HOBOKEN, N.J., Nov. 27, 2023 /PRNewswire/ -- New workplace research from Pearson (FTSE: PSON.L), the world's leading learning company, finds that white collar roles are under greater threat from generative AI than blue collar roles, as the technology takes a greater foothold in the global economy.

Experience the full interactive Multichannel News Release here: https://www.multivu.com/players/English/9227551-pearson-skills-outlook-research-report-generative-ai-proof-jobs

The latest installment of Pearson's Skills Outlook series looks at 'Gen AI Proof Jobs' - analyzing the impact of generative AI on more than 5000 jobs in five countries – Australia, Brazil, India, the US and UK.

Looking specifically at the time spent on individual tasks in a working week, the research shows that around 30% of some white collar roles could be done by generative AI.  The findings also showed that less than 1% of time spent on tasks involved in many blue collar jobs could be done by generative AI.

Many of the most affected white collar roles contain repetitive tasks – such as scheduling appointments or answering and directing calls - that could be easily replicated by generative AI. The white collar roles that are most generative AI proof tend to be the ones involving tasks related to mathematics, like engineers. Generative AI is currently notoriously inaccurate at maths computations, making those jobs a little more AI proof for the time being. 

On the flip side, many blue collar roles - such as landscapers, mechanics, or construction workers - include manual labor or customer service elements that can't easily be replicated by generative AI.

In the US the most impacted jobs are (by % of time spent on tasks that can be automated or augmented by generative AI):

White Collar Jobs

  1. Medical Secretaries (-40%)
  2. Statement Clerks (-38%)
  3. Billing, Cost, and Rate Clerks (-38%)
  4. Loan Interviewers and Clerks (-38%)
  5. Bookkeeping, Accounting, and Auditing Clerks (-38%)

Blue Collar Jobs

  1. Farm Products Buyer (-27%)
  2. Amusement and Recreation Attendants (-26%)
  3. Restaurant, Lounge, and Coffee Shop Hosts (-24%)
  4. Food Service Managers (-22)
  5. Computer-Controlled Machine Tool Operators, Metal and Plastic (-21%)

Mike Howells, President, Pearson Workforce Skills, said:

"As employees look to the future, understanding which jobs are at risk from AI allows them to prepare.
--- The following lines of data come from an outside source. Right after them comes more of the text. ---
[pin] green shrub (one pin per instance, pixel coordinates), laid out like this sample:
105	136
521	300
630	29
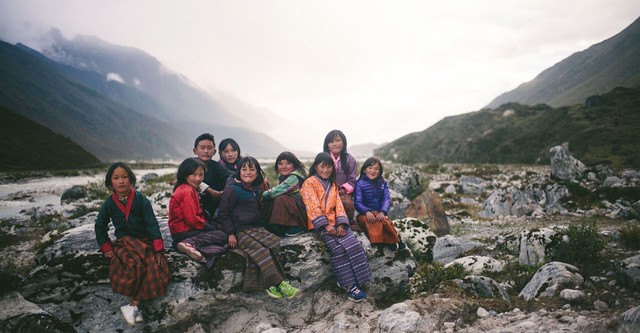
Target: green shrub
630	236
583	248
428	277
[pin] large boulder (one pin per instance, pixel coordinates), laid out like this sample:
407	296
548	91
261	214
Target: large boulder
406	180
532	245
428	206
550	279
564	166
70	283
417	235
628	272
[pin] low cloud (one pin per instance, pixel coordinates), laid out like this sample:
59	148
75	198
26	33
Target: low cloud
115	77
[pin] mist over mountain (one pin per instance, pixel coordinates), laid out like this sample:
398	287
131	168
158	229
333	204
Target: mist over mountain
593	112
596	70
119	102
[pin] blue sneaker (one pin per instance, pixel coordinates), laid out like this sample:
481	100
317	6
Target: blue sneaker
356	294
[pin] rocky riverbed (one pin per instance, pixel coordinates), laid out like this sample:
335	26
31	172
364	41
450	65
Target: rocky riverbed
484	248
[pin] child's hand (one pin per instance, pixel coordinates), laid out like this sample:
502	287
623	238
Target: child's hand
160	259
232	241
371	217
331	230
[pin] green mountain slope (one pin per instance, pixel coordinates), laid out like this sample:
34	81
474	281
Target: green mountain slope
33	87
614	62
606	131
29	146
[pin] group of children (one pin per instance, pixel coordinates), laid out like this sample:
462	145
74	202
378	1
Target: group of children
229	204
They should also consider where new roles might be created by Gen AI. Workers and employers should look at how they can ride this wave of change by using the best of AI and the best of human skills together – whether that is using the technology to take over repetitive tasks, so people can focus on high value activities, or enhancing those uniquely human skills like creativity, communication and leadership."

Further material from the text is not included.